A low dry stone wall supports the paved viewing platform and includes seating and steps to the Trezona Loop Walk Track and closer access to see the Golden Spike marker up-close. An interpretation post has also been incorporated in the design that will provide visitors with information of the area’s significance in the near future.
Upgrades at Youngoona Hut site
The next stage of upgrades along the Brachina Gorge Geological Trail are now underway at the site of Youngoona Hut.
New trail access and a vehicle turn-around space is currently being developed at this popular location where visitors seek-out the stromatolites in the nearby Enorama Creek. As part of the upgrade, improved wayfinding markers and interpretation will be incorporated in the near future.
Upgrades to the Eastern Brachina Gorge Road Gateway
A more impactful eastern gateway entry/exit will be created for the Brachina Gorge Geological Trail.
Located 35 km north of Wilpena Pound, the eastern entry to Brachina Gorge Geological Trail is considered to be the main entry into the park, and is accessed by the Flinders Ranges Way.
In the future, interpretation posts will welcome all visitors to the geological trail and invite them to stop upon entry.
A noticeable upgrade will be the extended, 95 metre shale graveled parking area (accommodating long vehicles) and providing greater safety for visitors who stop to learn about the area.

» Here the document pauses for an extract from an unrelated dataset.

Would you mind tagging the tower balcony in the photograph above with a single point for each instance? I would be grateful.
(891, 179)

Adjacent on the western side, there will also be a new, 45 metre long vehicle turn around space created off the Brachina Gorge Road. Both vehicle areas will be distinctively sectioned from pedestrian zones through installation of cypress bollards and signage.

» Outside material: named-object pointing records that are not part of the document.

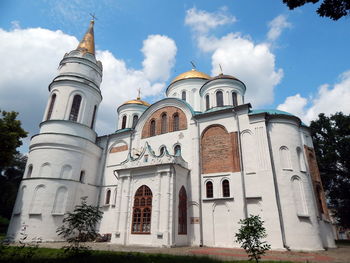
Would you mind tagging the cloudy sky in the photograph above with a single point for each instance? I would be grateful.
(290, 60)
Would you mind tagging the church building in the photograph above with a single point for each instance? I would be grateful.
(180, 172)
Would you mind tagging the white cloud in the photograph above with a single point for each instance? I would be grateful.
(30, 58)
(159, 52)
(202, 21)
(253, 63)
(329, 100)
(276, 26)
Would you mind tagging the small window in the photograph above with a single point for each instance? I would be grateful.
(30, 170)
(93, 117)
(177, 150)
(52, 104)
(82, 177)
(152, 131)
(219, 99)
(74, 112)
(176, 122)
(124, 122)
(225, 188)
(209, 188)
(164, 123)
(182, 212)
(207, 103)
(108, 197)
(234, 99)
(183, 95)
(134, 121)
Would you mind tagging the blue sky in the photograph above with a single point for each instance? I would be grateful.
(291, 60)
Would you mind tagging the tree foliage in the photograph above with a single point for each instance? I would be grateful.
(334, 9)
(12, 163)
(80, 226)
(250, 237)
(331, 136)
(11, 133)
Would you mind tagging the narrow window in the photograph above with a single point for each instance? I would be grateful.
(183, 95)
(152, 131)
(108, 197)
(30, 170)
(225, 188)
(182, 212)
(93, 117)
(82, 177)
(134, 121)
(207, 103)
(124, 122)
(176, 122)
(141, 217)
(52, 103)
(164, 123)
(234, 99)
(209, 188)
(74, 112)
(219, 99)
(177, 150)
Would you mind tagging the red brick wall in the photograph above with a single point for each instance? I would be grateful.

The existing shelter will be adapted to provide a visitor experience that feels more ‘open-to-the-landscape’ and universally accessible. The existing sides of the shelter will be opened with a new adjacent area dedicated to interpretation of the trail.

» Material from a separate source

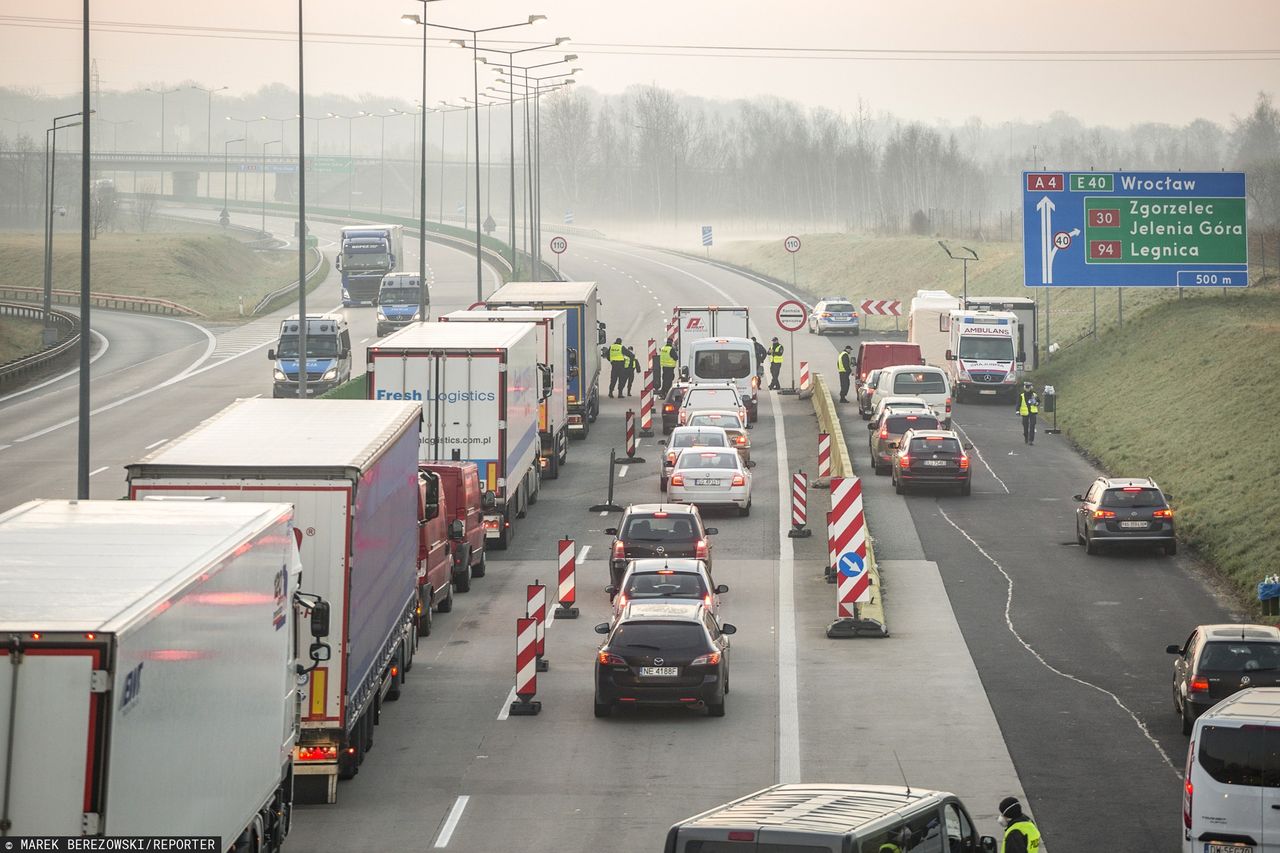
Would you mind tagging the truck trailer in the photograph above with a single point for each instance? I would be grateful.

New seating will allow visitors to linger longer and to appreciate the surrounding environment as they journey plan. The existing memorial stone will be relocated to complement the overall site.
Refuse areas will remain but screened sympathetically within the landscape.
Upgrades to the Western Brachina Gorge Road Gateway
A more impactful western gateway entry/exit will be created for the Brachina Gorge Geological Trail.
Located 12 km east of the Outback Way, the existing rock entry signage will remain but be enhanced with new interpretation posts and road-island signage to welcome all visitors to the geological trail.
The more impactful entry will encourage visitors to stop at the landscape viewing area. It is expected that traffic to this site will increase when roads become bituminised further north of the location.
Parking areas will be formalised using cypress bollards clearly indicating turn-around areas (accommodating long vehicles) with wheel stops installed for individual car parks.
The northern and eastern sides of the existing shelter will be opened to provide greater views of the landscape. An adjacent area will be levelled for a universally accessible area. New seating will also be introduced enabling a place to contemplate and journey plan.
The Cazneaux Tree
Torrential storms ravaged the Flinders Ranges over the 2021 Australia Day long weekend with flooding damaging the bridge to the Cazneaux Tree viewing area.
Since then, work has been underway to rebuild the bridge and enable visitor access back to this popular site which is popular for capturing a tree that has endured years of harsh weather conditions against the sunlit Flinders Ranges.
Also coming soon is interpretation along the short walking trail in and around the tree’s viewing area which will explain the untold stories of the site. Metal sign podiums have already been installed and the interpretation designs are almost complete for production and then installation. Both are earmarked for completion by mid 2022 which will see a new visitor attraction located not far from Wilpena Pound in the Ikara-Flinders Ranges National Park.